Meconium Aspiration Syndrome Fatality
Injuries: Meconium Aspiration Syndrome Fatality
Facts and Claim of Liability:
Infant was born on October 12, 2007 at approximately 9:00 p.m. at Defendant Hospital New York-Presbyterian Hospital, and was pronounced dead less than an hour later.
Prior to giving birth, plaintiff mother had a relatively uneventful pregnancy. She had no prenatal surgery, significant injuries or other illnesses; nor did she have high blood pressure, protein in her urine, or blood changes. She tested negative for Group B streptococcus (GBS) and urinary tract infection (UTI).
On the day of delivery, plaintiff mother presented to defendant hospital’s emergency room at around 5:10 p.m. complaining of severe labor pains and leakage of blood-tinged amniotic fluid. She was put into a room and examined, and told that she was only 2 cm dilated. A fetal heart rate monitor was placed on her stomach. Plaintiff mother recalls being told that the fetus had passed meconium in the womb, and that a caesarian section would likely need to be performed.

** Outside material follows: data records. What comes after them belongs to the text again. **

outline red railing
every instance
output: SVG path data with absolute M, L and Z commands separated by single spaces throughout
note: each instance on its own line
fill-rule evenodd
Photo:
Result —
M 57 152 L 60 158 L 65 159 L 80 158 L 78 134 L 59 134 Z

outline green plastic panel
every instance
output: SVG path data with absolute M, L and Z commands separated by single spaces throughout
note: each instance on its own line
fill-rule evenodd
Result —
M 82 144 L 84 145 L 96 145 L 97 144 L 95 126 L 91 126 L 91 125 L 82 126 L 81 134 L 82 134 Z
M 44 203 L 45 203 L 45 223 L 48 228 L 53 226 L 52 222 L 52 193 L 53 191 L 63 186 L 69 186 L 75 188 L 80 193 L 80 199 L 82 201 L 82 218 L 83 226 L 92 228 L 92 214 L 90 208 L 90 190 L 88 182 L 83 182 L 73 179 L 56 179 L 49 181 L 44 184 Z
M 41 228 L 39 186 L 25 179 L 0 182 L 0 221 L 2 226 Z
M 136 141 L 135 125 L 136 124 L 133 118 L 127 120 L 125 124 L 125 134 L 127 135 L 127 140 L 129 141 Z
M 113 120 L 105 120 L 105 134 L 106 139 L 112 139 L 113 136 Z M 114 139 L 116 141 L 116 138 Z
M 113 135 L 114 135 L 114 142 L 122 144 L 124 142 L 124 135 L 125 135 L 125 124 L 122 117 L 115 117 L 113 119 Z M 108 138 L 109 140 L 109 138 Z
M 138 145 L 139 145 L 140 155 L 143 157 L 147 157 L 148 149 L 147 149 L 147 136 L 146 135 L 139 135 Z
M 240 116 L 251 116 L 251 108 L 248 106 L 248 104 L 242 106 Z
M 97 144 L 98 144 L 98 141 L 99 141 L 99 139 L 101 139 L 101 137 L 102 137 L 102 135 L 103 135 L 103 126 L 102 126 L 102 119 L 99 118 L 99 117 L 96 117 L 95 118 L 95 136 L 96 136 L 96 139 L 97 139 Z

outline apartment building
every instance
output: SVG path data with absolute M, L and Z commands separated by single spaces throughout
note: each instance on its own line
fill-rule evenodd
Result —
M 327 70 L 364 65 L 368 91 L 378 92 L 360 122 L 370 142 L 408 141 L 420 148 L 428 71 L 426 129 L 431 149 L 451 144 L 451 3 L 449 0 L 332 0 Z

About three hours later, at around 9:00 p.m., the fetal heart rate monitor began to detect a drop in the baby’s heart rate (known as bradycardia). Plaintiff mother was rushed to the operating room, where an emergency caesarian section was performed. Half an hour later the baby was born; however, he did not cry at all. His Apgar scores were 0 and 0 at 1 and 5 minutes, respectively. The baby was dried off and suctioned, and then intubated and rushed to the Neonatal Intensive Care Unit (NICU).
At approximately 10:00 p.m., doctors told plaintiff mother that they had lost the baby, and that he had died from meconium aspiration.
Currently, plaintiff mother is extremely depressed and despondent over the events surrounding the death of her baby. She still sees a psychiatrist every week, and is prescribed Trazodone, Zyprexa, Cytalopram, and Benapentin. She also attends group therapy sessions every week.
Fitzgerald & Fitzgerald filed suit in Queens County Supreme Court, arguing that defendant hospital departed from good and accepted medical practice in the care of the infant in failing to properly monitor fetal heart rate monitoring, failing to timely respond to the infant’s nonreassuring fetal heart rate, and failing to timely deliver the infant in light of the presence of meconium and infant’s nonreassuring fetal heart rate. Ultimately, Fitzgerald & Fitzgerald settled with defendant for a total of $375,000.00.